Run Qwen3.5-27B with spark-vllm-docker

Has anyone successfully run Qwen2.5-27B on a DGX Spark and achieved decent inference speed?

I’m currently getting only about 4 tokens per second with both llama.cpp (BF16) and vLLM, and I’m looking for ways to improve performance.

My current setup:

  • Hardware: DGX Spark

  • Model: Qwen2.5-27B

  • Tried: llama.cpp (BF16 quantization) and vLLM

  • Current speed: ~4 tokens/second

Questions:

  1. Is this expected performance for this model on this hardware?

  2. What optimizations could I try to increase the token generation speed?

  3. Are there specific configuration settings (batch size, tensor parallelism, quantization methods) that work well for this combination?

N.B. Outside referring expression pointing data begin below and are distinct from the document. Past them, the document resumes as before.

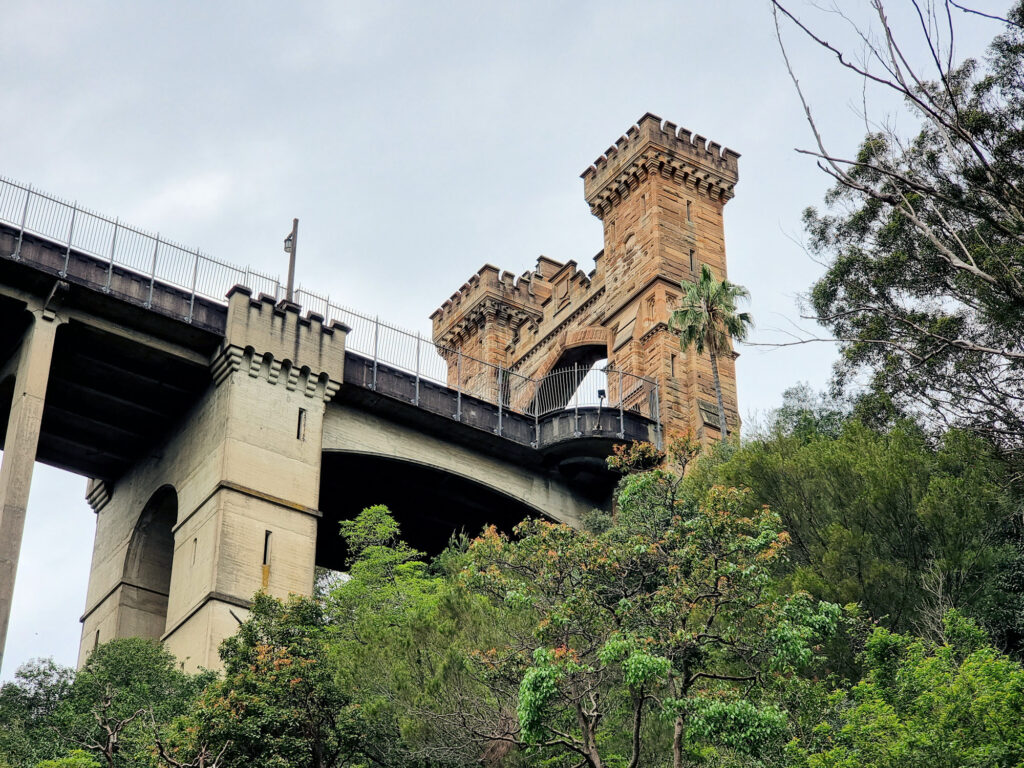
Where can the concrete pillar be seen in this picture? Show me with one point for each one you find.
(19, 450)
(245, 467)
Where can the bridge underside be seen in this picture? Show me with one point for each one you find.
(121, 376)
(431, 506)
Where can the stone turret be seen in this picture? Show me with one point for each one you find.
(659, 192)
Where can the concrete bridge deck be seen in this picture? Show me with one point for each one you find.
(131, 368)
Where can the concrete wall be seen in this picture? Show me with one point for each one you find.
(244, 463)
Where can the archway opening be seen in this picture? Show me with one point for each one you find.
(429, 504)
(146, 580)
(576, 375)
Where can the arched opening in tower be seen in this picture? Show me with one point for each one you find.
(430, 505)
(146, 580)
(576, 379)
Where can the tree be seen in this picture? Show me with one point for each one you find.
(123, 687)
(76, 759)
(670, 615)
(924, 238)
(403, 634)
(707, 318)
(278, 705)
(27, 708)
(905, 525)
(948, 705)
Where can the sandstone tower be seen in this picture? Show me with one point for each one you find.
(659, 192)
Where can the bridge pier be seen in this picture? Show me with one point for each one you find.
(244, 468)
(32, 372)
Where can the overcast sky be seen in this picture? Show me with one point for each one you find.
(416, 141)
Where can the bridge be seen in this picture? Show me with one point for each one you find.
(225, 431)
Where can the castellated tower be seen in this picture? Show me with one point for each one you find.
(659, 192)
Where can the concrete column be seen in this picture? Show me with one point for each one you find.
(19, 450)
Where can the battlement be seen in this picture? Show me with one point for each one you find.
(517, 300)
(281, 332)
(656, 145)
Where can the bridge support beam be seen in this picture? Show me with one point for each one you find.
(33, 371)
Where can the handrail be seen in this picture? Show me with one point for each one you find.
(76, 228)
(160, 260)
(563, 389)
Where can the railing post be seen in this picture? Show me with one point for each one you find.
(377, 329)
(576, 398)
(622, 414)
(192, 301)
(417, 398)
(71, 236)
(500, 370)
(16, 255)
(110, 268)
(537, 421)
(657, 415)
(458, 385)
(153, 273)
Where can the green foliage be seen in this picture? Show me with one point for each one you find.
(278, 704)
(666, 628)
(924, 241)
(904, 525)
(956, 705)
(707, 320)
(27, 708)
(75, 759)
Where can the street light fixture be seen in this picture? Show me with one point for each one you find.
(290, 247)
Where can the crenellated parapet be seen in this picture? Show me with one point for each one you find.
(274, 342)
(654, 146)
(660, 193)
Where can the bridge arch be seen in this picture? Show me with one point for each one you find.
(430, 504)
(146, 574)
(366, 457)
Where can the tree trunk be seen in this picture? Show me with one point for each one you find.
(677, 743)
(718, 392)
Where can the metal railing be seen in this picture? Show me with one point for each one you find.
(156, 258)
(73, 227)
(565, 389)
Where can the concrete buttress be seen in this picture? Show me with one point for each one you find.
(24, 426)
(242, 477)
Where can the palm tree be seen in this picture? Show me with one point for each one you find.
(707, 318)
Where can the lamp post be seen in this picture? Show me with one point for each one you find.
(290, 245)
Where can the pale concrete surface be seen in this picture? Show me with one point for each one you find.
(32, 375)
(245, 470)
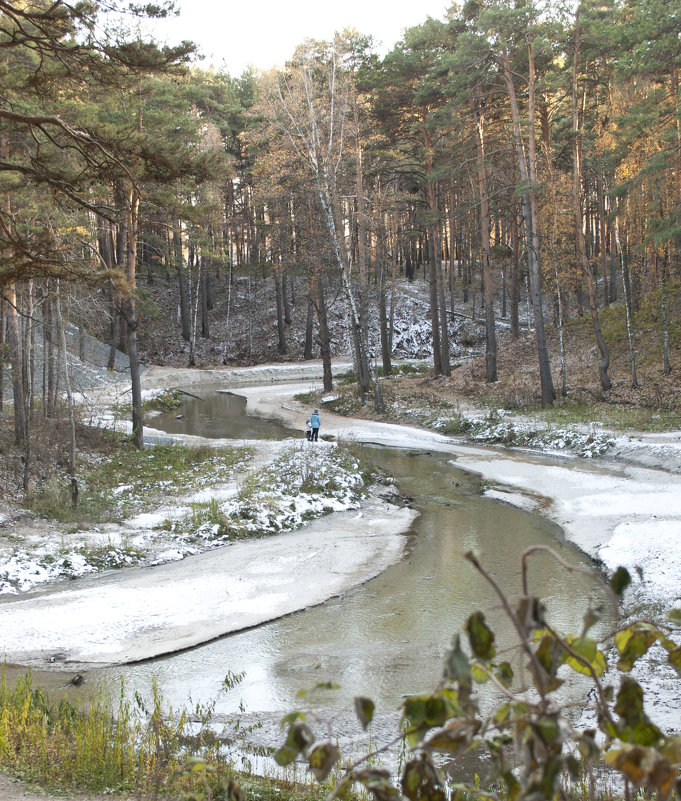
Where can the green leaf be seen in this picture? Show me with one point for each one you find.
(421, 782)
(671, 750)
(628, 761)
(364, 708)
(551, 654)
(633, 643)
(512, 786)
(423, 712)
(292, 717)
(620, 580)
(457, 667)
(504, 674)
(285, 756)
(480, 636)
(322, 759)
(298, 739)
(586, 648)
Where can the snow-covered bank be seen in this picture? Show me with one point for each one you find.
(138, 614)
(608, 507)
(614, 509)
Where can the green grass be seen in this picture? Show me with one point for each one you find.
(144, 474)
(139, 747)
(615, 417)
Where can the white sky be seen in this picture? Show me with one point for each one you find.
(264, 33)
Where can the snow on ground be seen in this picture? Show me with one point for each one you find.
(620, 511)
(139, 614)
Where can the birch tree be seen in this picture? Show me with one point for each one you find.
(309, 104)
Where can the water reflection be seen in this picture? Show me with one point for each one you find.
(219, 415)
(387, 638)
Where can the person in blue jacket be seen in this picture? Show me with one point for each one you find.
(315, 422)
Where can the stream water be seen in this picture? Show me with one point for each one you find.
(386, 638)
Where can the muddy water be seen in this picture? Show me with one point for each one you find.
(388, 637)
(218, 414)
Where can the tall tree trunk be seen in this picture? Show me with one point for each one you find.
(129, 233)
(279, 298)
(309, 322)
(16, 365)
(2, 348)
(577, 120)
(382, 309)
(178, 260)
(665, 323)
(203, 279)
(487, 277)
(324, 337)
(603, 240)
(362, 266)
(69, 399)
(627, 306)
(527, 167)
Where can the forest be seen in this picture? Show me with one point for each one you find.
(520, 160)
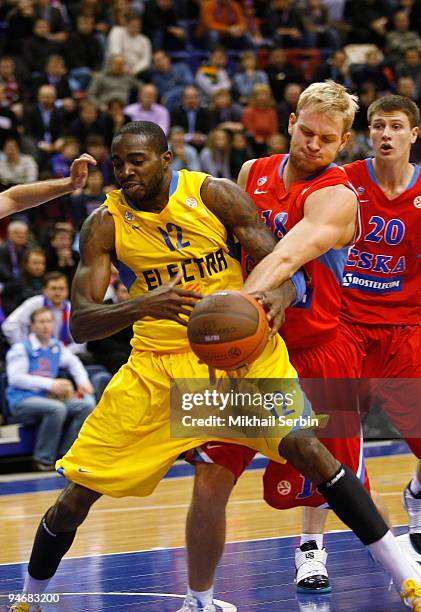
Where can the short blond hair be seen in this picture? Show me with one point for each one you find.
(330, 97)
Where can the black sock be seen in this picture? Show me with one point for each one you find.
(48, 550)
(350, 501)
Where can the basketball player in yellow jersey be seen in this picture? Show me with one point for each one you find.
(157, 223)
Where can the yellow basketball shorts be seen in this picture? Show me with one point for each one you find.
(125, 446)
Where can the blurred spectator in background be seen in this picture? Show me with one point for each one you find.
(288, 106)
(223, 22)
(281, 73)
(83, 52)
(215, 156)
(54, 295)
(33, 267)
(184, 155)
(248, 76)
(192, 117)
(372, 71)
(129, 42)
(113, 119)
(44, 125)
(84, 202)
(61, 257)
(61, 161)
(113, 82)
(260, 117)
(282, 23)
(240, 152)
(37, 395)
(88, 122)
(148, 109)
(224, 113)
(114, 351)
(170, 78)
(212, 75)
(400, 38)
(318, 26)
(163, 26)
(11, 254)
(336, 69)
(15, 167)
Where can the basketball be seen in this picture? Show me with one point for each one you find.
(228, 329)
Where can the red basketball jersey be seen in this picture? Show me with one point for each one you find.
(315, 320)
(382, 274)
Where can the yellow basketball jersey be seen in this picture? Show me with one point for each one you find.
(151, 248)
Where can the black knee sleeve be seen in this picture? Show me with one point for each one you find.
(48, 550)
(352, 504)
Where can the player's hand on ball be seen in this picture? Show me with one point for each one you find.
(169, 301)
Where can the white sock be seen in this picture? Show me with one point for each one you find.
(205, 597)
(415, 485)
(32, 585)
(390, 556)
(317, 537)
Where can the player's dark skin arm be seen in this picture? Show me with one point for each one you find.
(90, 319)
(236, 210)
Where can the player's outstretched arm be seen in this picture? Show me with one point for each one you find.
(90, 319)
(328, 223)
(21, 197)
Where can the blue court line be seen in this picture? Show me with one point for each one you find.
(181, 469)
(254, 575)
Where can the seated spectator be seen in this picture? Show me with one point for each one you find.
(15, 167)
(55, 74)
(373, 71)
(192, 117)
(212, 75)
(11, 254)
(215, 156)
(61, 257)
(288, 106)
(281, 73)
(134, 46)
(400, 38)
(114, 351)
(170, 79)
(83, 53)
(61, 161)
(184, 155)
(88, 122)
(38, 47)
(87, 200)
(95, 146)
(113, 82)
(163, 27)
(33, 266)
(223, 22)
(282, 23)
(224, 113)
(54, 18)
(54, 296)
(248, 76)
(318, 27)
(336, 68)
(8, 120)
(147, 108)
(260, 118)
(44, 125)
(241, 152)
(276, 144)
(37, 395)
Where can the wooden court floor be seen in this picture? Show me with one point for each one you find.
(132, 524)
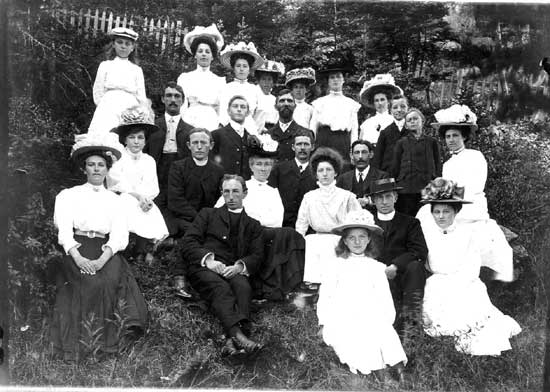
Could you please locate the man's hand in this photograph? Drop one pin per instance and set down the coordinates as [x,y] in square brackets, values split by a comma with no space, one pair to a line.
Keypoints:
[391,271]
[232,270]
[215,265]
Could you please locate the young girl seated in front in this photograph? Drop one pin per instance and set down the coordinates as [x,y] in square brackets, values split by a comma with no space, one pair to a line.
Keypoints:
[135,177]
[355,304]
[119,82]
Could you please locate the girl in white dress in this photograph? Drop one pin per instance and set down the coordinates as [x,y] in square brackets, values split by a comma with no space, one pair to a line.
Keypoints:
[323,209]
[355,304]
[242,59]
[377,94]
[134,176]
[202,87]
[468,168]
[456,302]
[119,82]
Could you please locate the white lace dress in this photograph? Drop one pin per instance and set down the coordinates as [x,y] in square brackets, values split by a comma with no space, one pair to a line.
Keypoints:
[456,302]
[356,311]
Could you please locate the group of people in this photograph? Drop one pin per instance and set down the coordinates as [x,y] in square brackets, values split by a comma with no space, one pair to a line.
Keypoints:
[266,196]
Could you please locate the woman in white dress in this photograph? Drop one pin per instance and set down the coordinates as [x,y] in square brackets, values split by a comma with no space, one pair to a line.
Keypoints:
[202,88]
[119,83]
[242,59]
[334,120]
[468,168]
[355,304]
[377,94]
[322,210]
[456,302]
[134,177]
[94,282]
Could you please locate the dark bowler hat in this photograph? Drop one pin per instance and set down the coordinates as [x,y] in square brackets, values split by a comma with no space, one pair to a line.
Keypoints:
[385,185]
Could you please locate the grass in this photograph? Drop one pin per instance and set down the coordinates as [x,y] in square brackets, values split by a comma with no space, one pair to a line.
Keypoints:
[183,343]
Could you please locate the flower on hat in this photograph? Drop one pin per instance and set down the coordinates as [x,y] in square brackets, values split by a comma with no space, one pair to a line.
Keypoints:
[456,114]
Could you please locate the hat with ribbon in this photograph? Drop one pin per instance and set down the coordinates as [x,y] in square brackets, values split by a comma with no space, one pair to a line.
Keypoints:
[137,117]
[303,75]
[210,35]
[456,116]
[124,32]
[361,219]
[381,83]
[441,190]
[384,185]
[241,47]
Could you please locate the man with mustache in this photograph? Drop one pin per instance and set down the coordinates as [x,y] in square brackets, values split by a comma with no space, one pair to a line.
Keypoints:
[360,179]
[285,130]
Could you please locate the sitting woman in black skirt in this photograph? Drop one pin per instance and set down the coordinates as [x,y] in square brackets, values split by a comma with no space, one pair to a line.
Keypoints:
[94,283]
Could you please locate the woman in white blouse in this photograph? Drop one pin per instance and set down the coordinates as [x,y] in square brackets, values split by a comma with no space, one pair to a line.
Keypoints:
[94,283]
[334,120]
[134,176]
[202,87]
[242,59]
[322,210]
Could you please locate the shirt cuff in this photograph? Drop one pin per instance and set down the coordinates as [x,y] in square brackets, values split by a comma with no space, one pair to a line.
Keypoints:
[244,271]
[206,256]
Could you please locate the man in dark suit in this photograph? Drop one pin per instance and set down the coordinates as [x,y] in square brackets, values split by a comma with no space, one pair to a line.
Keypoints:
[169,142]
[361,178]
[223,248]
[404,251]
[193,183]
[295,178]
[283,132]
[383,153]
[231,143]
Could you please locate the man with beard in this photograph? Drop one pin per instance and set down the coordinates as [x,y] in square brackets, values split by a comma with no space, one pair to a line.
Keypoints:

Any insights or recommendations would be greatly appreciated!

Below is my current setting ( recipe using spark-vllm-docker)
description: vLLM serving Qwen3.5-27B on DGX Spark 128GB
model: Qwen/Qwen3.5-27B
container: vllm-node
defaults:
port: 8000
host: 0.0.0.0
tensor_parallel: 1
gpu_memory_utilization: 0.81
max_model_len: 262144
env: {}
command: |
vllm serve Qwen/Qwen3.5-27B
–enable-auto-tool-choice
–tool-call-parser glm45
–reasoning-parser glm45
–language-model-only
–kv-cache-dtype fp8
–gpu-memory-utilization {gpu_memory_utilization}
–host {host}
–port {port}
–tensor-parallel-size {tensor_parallel}
–load-format fastsafetensors
–enable-prefix-caching
–attention-backend flashinfer
–max-num-seqs 32
–max-model-len {max_model_len}
–max-num-batched-tokens 32768
–trust-remote-code
recipe_version: ‘1’
name: Qwen3.5-27B
cluster_only: false
solo_only: true

This is a dense model that taxes the Spark’s Achilles heel: memory bandwidth limitations.

That’s about par for the course for a dense model that size. You can try llama.cpp to see if it runs a bit faster. A MoE model like Qwen 3.5 35b-a3b will give you much better performance.